Now you have a direct citation to authority for the proposition that that the duty to defend is distinct and broader than the duty to indemnify the insured.  In fact, the Court cites to the proposition that:

All doubts as to whether a duty to defend exists are resolved against the insurer and in favor of the insured.  As long as the complaint alleges facts which create potential coverage under the policy, a duty to defend is triggered. (Trizec Properties, Inc. v. Biltmore Const.

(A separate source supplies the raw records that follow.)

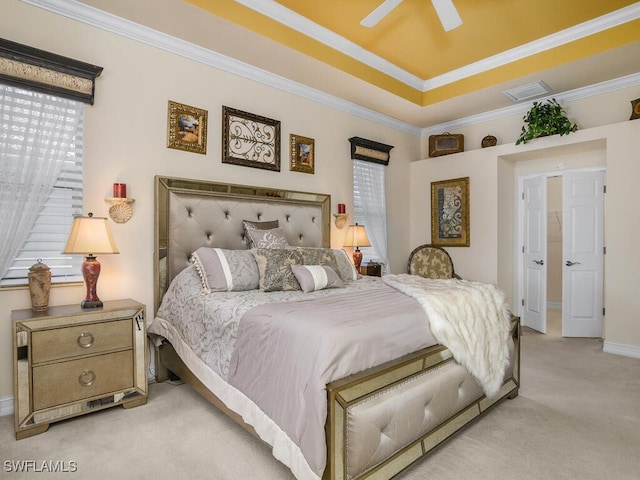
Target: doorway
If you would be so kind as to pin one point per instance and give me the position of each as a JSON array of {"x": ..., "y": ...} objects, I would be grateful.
[
  {"x": 554, "y": 255},
  {"x": 563, "y": 251}
]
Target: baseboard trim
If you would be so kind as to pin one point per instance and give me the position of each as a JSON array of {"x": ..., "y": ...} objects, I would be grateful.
[
  {"x": 6, "y": 406},
  {"x": 621, "y": 349}
]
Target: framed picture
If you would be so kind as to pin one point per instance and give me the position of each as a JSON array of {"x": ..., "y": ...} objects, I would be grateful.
[
  {"x": 635, "y": 109},
  {"x": 303, "y": 153},
  {"x": 450, "y": 212},
  {"x": 250, "y": 140},
  {"x": 187, "y": 128}
]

Co., 767 F.2d 810 (11th Cir.1985).

Notice & Prejudice to Carrier - Insurance policies require the insured to notify the carrier of the claim or demand 'as soon as practicable'.  This case recites the principle of law that lack of notice merely shifts the burden to the insured to prove that the carrier hasn't been prejudiced by the delay.  In other words, while the insured's failure to notify the carrier of the claim in a timely manner may constitute a complete bar to recovery, if the insured can prove that the delay in notice did not prejudice the carrier (its position, defense to the claim, etc.) then it is still entitled to coverage. 

In this case the original claims were clearly related to damages to tangible property (including the loss of use).  The owner later amended the complaint to include economic damages, which ostensibly would have triggered coverage, but the Association did not notify the carrier of the new allegations.

What do we learn?

  • First - understand which policies cover which types of losses and discuss/compare exclusions with your agent.
  • Second - notify the carrier of the desire for coverage as early as you can and thereafter if allegations change; and
  • Third - investigate owner damage claims (especially water/mold).  Acting quickly (and/or having evidence of the conditions) will often reduce disputes.